Schule des Rades

Hermann Keyserling

Das Reisetagebuch eines Philosophen

III. Indien

Buddha-Gaya

An dieser heiligsten Stätte des Buddhismus weht eine wundersame geistige Luft. Es ist nicht die Atmosphäre des Buddhismus als solchen, wie ich sie vorgestern erst in Sarnath gespürt; nicht die der Andacht überhaupt, wie am Ganges oder zu Rāmeshvārām; auch nicht jene Stimmung der Weihe, welche jedes große Denkmal umgibt: es ist der eigenste Geist einer Stätte, wo ein bestimmter Mensch von einzig dastehender Größe sich selbst gefunden hat. Vieles mag dazu beigetragen haben, dass er sich so mächtig und rein erhalten hat, so mächtig und rein in jedem empfänglichen Gemüte neuersteht. In erster Linie ist es gewiss die Tatsache, dass Buddha eben hier, im Schatten des Bodhibaums, der heute noch grünt, seine Erleuchtung fand — eine Erleuchtung von solcher Intensität, dass sie fort und fort in Millionen von Seelen nachleuchtet. Dann stellt Buddha-Gaya eine historische Monade dar, so ausschließlich, wie nur ganz wenige Stätten dieser Welt; ich wüßte nur noch Delphi zu nennen. In einem künstlichen Tale abgeschlossen ruht das Heiligtum, eine Welt für sich, in der jedes Einzelne an die großen Tage von einst gemahnt; der Tempel, die Steinzäune, die Daghobas — alle stammen noch aus Açokas Zeiten. Endlich tragen die Pilger dazu bei, dass die verklingenden Schwingungen immer wieder aufleben. Buddha-Gaya liegt fern ab von den Reichen, in denen der Buddhismus heute blüht; nicht viele wallfahrten her. Die aber, welche den weiten Weg nicht scheuen, meinen es ernst; bloß Neugierige kommen nicht. Heute weilen einige Birmaner, ein paar Japaner und ein Dutzend Tibetaner hier; alle tief durchdrungen davon, was Gaya für die Menschheit bedeutet, und so vibrieren ihre Seelen in Harmonie mit den Schwingungen der Stätte selbst. Tiefster, heiligster Friede waltet hier; alle Stimmen dämpfen sich von selbst. Und die alten Bäume flüstern sich leise leise ihre großen Erinnerungen zu.
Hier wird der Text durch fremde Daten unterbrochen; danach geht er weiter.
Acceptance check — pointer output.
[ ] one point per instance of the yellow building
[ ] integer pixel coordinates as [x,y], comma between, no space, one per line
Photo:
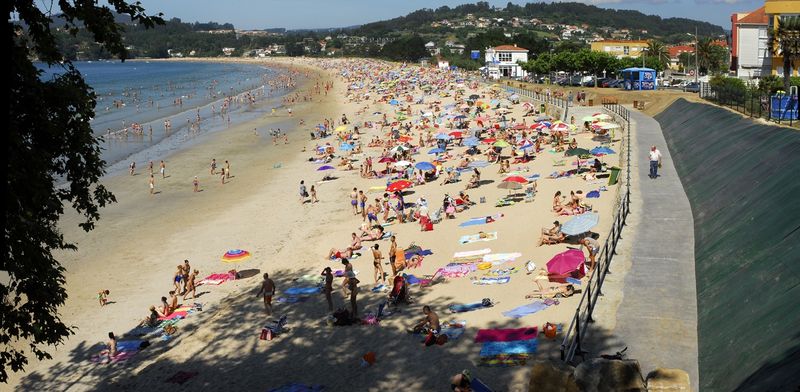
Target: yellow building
[620,48]
[775,10]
Buddha-Gaya ist für mein Gefühl der heiligste Ort der ganzen Erde. Jesu Lehre war tiefer als diejenige Gautamas, aber ein so überlegener Mensch, wie der Buddha, war er nicht. Er war eine jener Sonnennaturen, wie sie hie und da von ungefähr auf der dunklen Erde erstehen, ein Sonntagskind, über das der Geist als ein reines Geschenk gekommen war, der für Menschenbegriffe nichts dafür konnte, was und wer er war. Er war wirklich ein Gott unter Menschen. Allein der geborene Gott bedeutet weniger für uns als der Mensch, der sich zur Gottheit emporrang, und ein solcher ist Buddha gewesen.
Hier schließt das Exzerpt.